The witches who had come from Sleeping Island were familiar with the castle by now — the Wolfheart four had made the crossing before, and Iffy and her companions had developed their own preferences for which rooms and which routes. The settling-in required less management than it once had. When everyone had shed their coats and found their seats, Roland told them what had happened since they last met.

He left nothing out. Taquila’s survivors, the cave beneath the Kingdom of Dawn, the maze of coffins, the Five-Colors Stone ring and what it measured. Phyllis’s journey to Neverwinter. What the beam had illuminated when Agatha brought the ring to the castle.

When he finished, the room was quiet for a moment.

Ashes asked the question first, in the direct way she had. “So you’re the witch Taquila was looking for. The Chosen One.”

“Or the first wizard in history,” Tilly said. The amusement in her voice was fond rather than mocking. “My brother has always been uniquely positioned.”

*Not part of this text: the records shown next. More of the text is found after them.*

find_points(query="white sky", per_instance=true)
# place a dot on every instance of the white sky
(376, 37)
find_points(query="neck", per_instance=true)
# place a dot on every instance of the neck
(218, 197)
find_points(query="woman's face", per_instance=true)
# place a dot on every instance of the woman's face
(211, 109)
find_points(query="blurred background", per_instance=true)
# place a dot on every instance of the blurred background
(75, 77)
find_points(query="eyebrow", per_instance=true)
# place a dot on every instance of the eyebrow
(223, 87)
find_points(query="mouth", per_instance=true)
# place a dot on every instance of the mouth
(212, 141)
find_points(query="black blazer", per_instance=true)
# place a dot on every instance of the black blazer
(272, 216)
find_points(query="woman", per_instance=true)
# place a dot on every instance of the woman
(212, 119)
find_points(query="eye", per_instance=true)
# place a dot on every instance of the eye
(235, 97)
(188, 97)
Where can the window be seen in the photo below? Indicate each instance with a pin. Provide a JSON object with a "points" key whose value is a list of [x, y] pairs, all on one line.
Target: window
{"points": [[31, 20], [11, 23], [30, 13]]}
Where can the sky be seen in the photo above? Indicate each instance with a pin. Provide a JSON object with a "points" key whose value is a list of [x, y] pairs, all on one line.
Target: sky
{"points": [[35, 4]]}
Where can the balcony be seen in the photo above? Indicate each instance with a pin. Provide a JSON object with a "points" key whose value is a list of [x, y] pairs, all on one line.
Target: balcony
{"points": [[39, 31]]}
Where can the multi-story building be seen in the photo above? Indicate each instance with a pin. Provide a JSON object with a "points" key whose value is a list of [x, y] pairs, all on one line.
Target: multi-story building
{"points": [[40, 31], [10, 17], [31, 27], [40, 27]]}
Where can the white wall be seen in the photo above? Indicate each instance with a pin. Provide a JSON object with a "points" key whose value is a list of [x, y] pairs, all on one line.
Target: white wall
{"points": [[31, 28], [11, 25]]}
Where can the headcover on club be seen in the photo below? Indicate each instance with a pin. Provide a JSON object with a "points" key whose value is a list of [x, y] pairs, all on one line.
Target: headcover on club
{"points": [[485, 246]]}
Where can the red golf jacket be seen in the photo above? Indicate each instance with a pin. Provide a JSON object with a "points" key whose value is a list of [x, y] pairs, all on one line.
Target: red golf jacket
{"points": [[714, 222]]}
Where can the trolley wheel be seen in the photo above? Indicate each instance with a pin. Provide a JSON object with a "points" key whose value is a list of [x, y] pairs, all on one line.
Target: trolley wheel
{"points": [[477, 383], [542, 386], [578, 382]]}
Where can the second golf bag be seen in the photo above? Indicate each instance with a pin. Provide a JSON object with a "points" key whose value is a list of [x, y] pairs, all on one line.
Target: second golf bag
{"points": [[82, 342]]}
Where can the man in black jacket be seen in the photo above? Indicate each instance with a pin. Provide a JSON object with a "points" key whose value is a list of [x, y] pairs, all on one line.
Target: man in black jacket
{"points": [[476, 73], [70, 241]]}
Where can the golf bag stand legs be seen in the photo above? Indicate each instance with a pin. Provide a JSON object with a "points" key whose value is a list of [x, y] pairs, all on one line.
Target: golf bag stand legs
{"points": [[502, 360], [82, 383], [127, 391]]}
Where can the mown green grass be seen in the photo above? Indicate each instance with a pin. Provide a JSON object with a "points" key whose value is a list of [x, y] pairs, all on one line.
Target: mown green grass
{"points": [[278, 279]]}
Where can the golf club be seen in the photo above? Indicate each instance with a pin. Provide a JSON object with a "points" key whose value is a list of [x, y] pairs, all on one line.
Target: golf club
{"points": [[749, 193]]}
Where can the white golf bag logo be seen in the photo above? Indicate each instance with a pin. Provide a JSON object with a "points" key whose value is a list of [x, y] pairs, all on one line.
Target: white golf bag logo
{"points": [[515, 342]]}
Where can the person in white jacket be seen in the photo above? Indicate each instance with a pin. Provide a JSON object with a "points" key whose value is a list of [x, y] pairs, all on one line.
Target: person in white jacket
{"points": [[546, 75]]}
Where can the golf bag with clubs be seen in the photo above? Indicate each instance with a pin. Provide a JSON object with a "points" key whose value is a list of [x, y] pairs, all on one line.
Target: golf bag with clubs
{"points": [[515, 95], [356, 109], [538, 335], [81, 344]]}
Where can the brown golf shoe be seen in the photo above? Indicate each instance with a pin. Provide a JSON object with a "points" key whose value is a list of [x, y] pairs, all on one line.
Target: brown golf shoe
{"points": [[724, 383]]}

“I don’t have magic,” Roland said. “The title belongs to Taquila’s framework, not mine. What the Instrument of Divine Retribution actually is — we don’t know yet. That requires more conversation with the survivors than I’ve had time for.” He spread his hands. “In the meantime, I’m planning an artillery exercise outside the western wall. Partly for Phyllis’s benefit — she needs to see what Neverwinter’s weapons can do. The exercise is also open to the public, which serves its own purpose.”

“Deterrence,” Ashes said. Not a question.

“I prefer to call it clarity. If people understand what they’re part of, they act differently.”

“Sounds like the same thing.”

He didn’t argue. She wasn’t wrong.

“Since it’s an exercise—” Andrea had been tracking the conversation with the particular attention she gave to things that might involve her, and her moment had arrived. “We don’t have live targets yet, do we?”

“Wooden frames and painted shells, originally. Soraya was going to—”

“Use real ones,” Andrea said. Her chin lifted slightly. “Use demonic beasts.”

He paused.

“Nothing’s more convincing than what’s actually destroyed,” she said. “If you want the audience to believe in the artillery, show them what it does to something real. Something they’ve been afraid of.”

He had to admit she was right. The theatrical precision of it — the actual creature dissolving under a weapon the crowd now understood belonged to them — was something painted wood couldn’t replicate. He’d planned for the practical and she’d spotted the difference between practical and effective.

“We’d need to catch them first,” he said.

“Yes.” Andrea looked satisfied. “Leave that to us.”

Us?” Shavi’s expression was the expression of someone working out how a vacation had been restructured. “Why can’t we stay inside playing cards?”

“I’m in,” said Iffy immediately. Anything involving a fight, and Iffy was already moving toward it.

“Will it be dangerous?” Wendy asked.

“If we work within Leaf’s range, there shouldn’t be a problem.” Nightingale had materialized somewhere behind Roland’s shoulder. “She can track everything in the forest and keep the worst of the hybrids away. We’d have the Sigil as a failsafe.”

Tilly’s eyes were bright. “Then make it a competition. Three teams — Sleeping Island, the Witch Union, Taquila. Whoever captures the most demonic beasts wins.” She looked at Roland. “The prize can be a month’s supply of Chaos Drinks. I’ve been told it surpasses ice cream bread.”

“You’ve been told correctly.”

“Will Phyllis join?”

“She can choose.” Roland considered. “But there’s something to what you’re saying — if she sees common people controlling weapons that can do what the First Army’s artillery does, it matters more than any description I can give her.”

He looked around the room at the faces turned toward him — Ashes patient, Andrea already calculating, Iffy alert, the Wolfheart witches uncertain, Wendy quietly thoughtful. The Sleeping Island contingent had come to help Neverwinter survive a Months of Demons that the First Army was already handling. They were combat witches sitting through a siege that didn’t need them, waiting in rooms that were too warm, playing cards.

He had, he realized, given almost no thought to that.

“All right,” he said. “Competition it is.”